La mala noticia sobre el clickjacking es que afecta virtualmente a todos los sistemas operativos y navegadores, desde Microsoft Internet Explorer hasta Mozilla Firefox, Apple Safari, Google Chrome y Opera. Además, también puede afectar al software Adobe Flash, que se instala en la mayoría de los navegadores.

Una noticia igual de mala es que no hay realmente una solución para el clickjacking ya que explota estándares HTML legítimos para entregar contenido malicioso. Ferguson apunta: "no hay salida, puesto que no se puede arreglar lo que no está roto". Para estar realmente seguros contra un ataque de clickjacking, habría que evitar conectarse a Internet, algo bastante imposible a día de hoy, o utilizar un navegador sólo de texto, lo que altera negativamente la experiencia del usuario. Sin embargo, inhabilitar el scripting y los plug-ins del navegador puede reducir los riesgos. Para los usuarios de Firefox, la extensión NoScript Firefox es una sana defensa contra el clickjacking. No obstante, se debe habilitar manualmente la opción "desconectar por contenido predeterminado", que deja inservibles algunos sitios.

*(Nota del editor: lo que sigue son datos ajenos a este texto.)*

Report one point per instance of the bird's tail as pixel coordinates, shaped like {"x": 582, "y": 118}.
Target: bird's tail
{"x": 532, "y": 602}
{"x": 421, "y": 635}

La mejor solución para Microsoft, Mozilla, Apple y Google es crear mejorar la protección en las futuras versiones de sus aplicaciones. Estas compañías entienden los peligros del clickjacking, sin embargo, ninguna ha declarado públicamente que esté preparando una solución, probablemente porque la amenaza sigue aún en la etapa de prueba de concepto.

Mientras tanto, los métodos de protección probados y reales siguen siendo los mejores. Actualizar todos los sistemas operativos y las aplicaciones instaladas con los parches de seguridad recientes es crucial. Si bien muchos programas tienen una función de actualización automática, Trend Micro aconseja revisar la frecuencia con que se instalan las actualizaciones y seleccionar la configuración diaria cuando sea posible. Si el software carece de una función de actualización automática, los usuarios pueden visitar la web del proveedor de software para actualizar manualmente descargando el parche adecuado.

Ferguson recomienda, "no olvidar actualizar el software adicional que pueda tener en su escritorio, como Adobe Shockwave, RealPlayer, y QuickTime. En entornos empresariales, los administradores de TI pueden utilizar la administración de groupware para desplegar actualizaciones a todos los usuarios".